Local surgical tumor excision with wide margins is recommended for myoepithelial carcinoma of soft tissues, although the optimal approach to treatment has yet to be established [6]. The efficacy of radiation or chemotherapy, either as an adjuvant therapy or in metastatic disease, also has not been consistently demonstrated [1, 6, 11]. As is common with rare malignancies, there is a lack of consensus guidelines and multiple options for care. In this case chemotherapy was incorporated because of the patients young age and metastatic presentation, but there are likely many scenarios whereby chemotherapy may be of benefit for patients with a similar malignancy whereby chemotherapy may not be considered. In fact, myoepithelial carcinoma is currently incorporated into a cooperative group clinical trial for soft tissue sarcomas as a chemotherapy resistant tumor eligible only for the “non-chemotherapy cohort” (NCT02180867).

Histologically, myoepithelial tumors often display a variety of cellular morphologies, making identification and diagnosis more difficult. The tumors may be composed exclusively of a single cell type, but are more frequently present as a combination of epithelioid, spindle cell, plasmacytoid or clear cell types [9]. Immunohistochemical staining serves as a key step in differentiating from similar appearing tumors. Myoepithelial carcinomas are generally positive for S-100, cytokeratin, epithelial membrane antigen (EMA) and α-smooth muscle actin [9]. The differential diagnosis include carcinoma, melanoma, epithelioid sarcoma, extraskeletal myxoid chondrosarcoma and chordoma. EWSR1 gene rearrangement is identified in only 50% of the soft tissue myoepithlelial carcinoma [22].

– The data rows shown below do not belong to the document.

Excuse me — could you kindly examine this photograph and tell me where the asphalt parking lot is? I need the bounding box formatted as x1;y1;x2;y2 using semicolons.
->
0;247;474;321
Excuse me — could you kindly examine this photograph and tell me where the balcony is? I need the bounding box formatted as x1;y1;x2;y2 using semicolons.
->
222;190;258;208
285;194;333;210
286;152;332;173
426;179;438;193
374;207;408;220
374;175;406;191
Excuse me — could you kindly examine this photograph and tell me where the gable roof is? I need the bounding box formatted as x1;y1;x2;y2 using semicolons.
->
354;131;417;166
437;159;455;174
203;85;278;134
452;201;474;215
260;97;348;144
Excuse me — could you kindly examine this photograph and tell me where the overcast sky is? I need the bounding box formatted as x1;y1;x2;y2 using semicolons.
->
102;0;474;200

Using whole exome sequencing, we examined our patient’s tumor for possible oncogenic variants that may help elucidate a mechanism for chemotherapy sensitivity. Given that matched germline DNA was not available for comparison, we expect many of variants uncovered to be rare or private germline mutations or passenger somatic mutations and therefore of little oncogenic consequence. We were able to identify, however, truncating mutations in RB1 and MED12 that are very likely to be somatic oncogenic drivers in this patient given the well-established role of these two genes as tumor suppressors across multiple tumor types. To our knowledge, this is the first description of inactivating mutation in either of these two genes reported in this cancer type.

The retinoblastoma protein (RB1) is one of the most frequently affected tumor suppressors across multiple cancer histologies and plays a critical role in regulation of cell cycle and apoptosis [23]. RB1 pathway deregulation has been reported in various benign and malignant salivary tumors, including malignant myoepithelioma [24]. Interestingly, preclinical and clinical evidence in multiple cancer types suggest that RB1 expressional loss is associated with increased responsiveness to conventional chemotherapies [23]. Additionally, a recent genomic study in small cell lung cancer showed that presence of RB1 inactivating mutation was highly predictive of good response to platinum-based chemotherapy [25]. Childhood retinoblastoma, almost invariably caused by either germline or somatic mutational inactivation of RB1, is also highly responsive to platinum-based chemotherapy [26]. Given this mounting evidence, we hypothesize that RB1 mutation in our patient’s tumor predisposed to chemosensitivity. In contrast, loss of the RNA polymerase II mediator complex member MED12 has been shown to induce drug resistance, particularly to tyrosine kinase inhibitor therapy, via activation of transforming growth factor B receptor signaling [27].

While formal recommendations are difficult to make based on a case report, our review of the literature would suggest that continued consideration for systemic carcinoma therapy, more specifically with paclitaxel and carboplatin, should be considered in myoepithelial carcinoma patients presenting with stage 4 disease and extremity primary locations.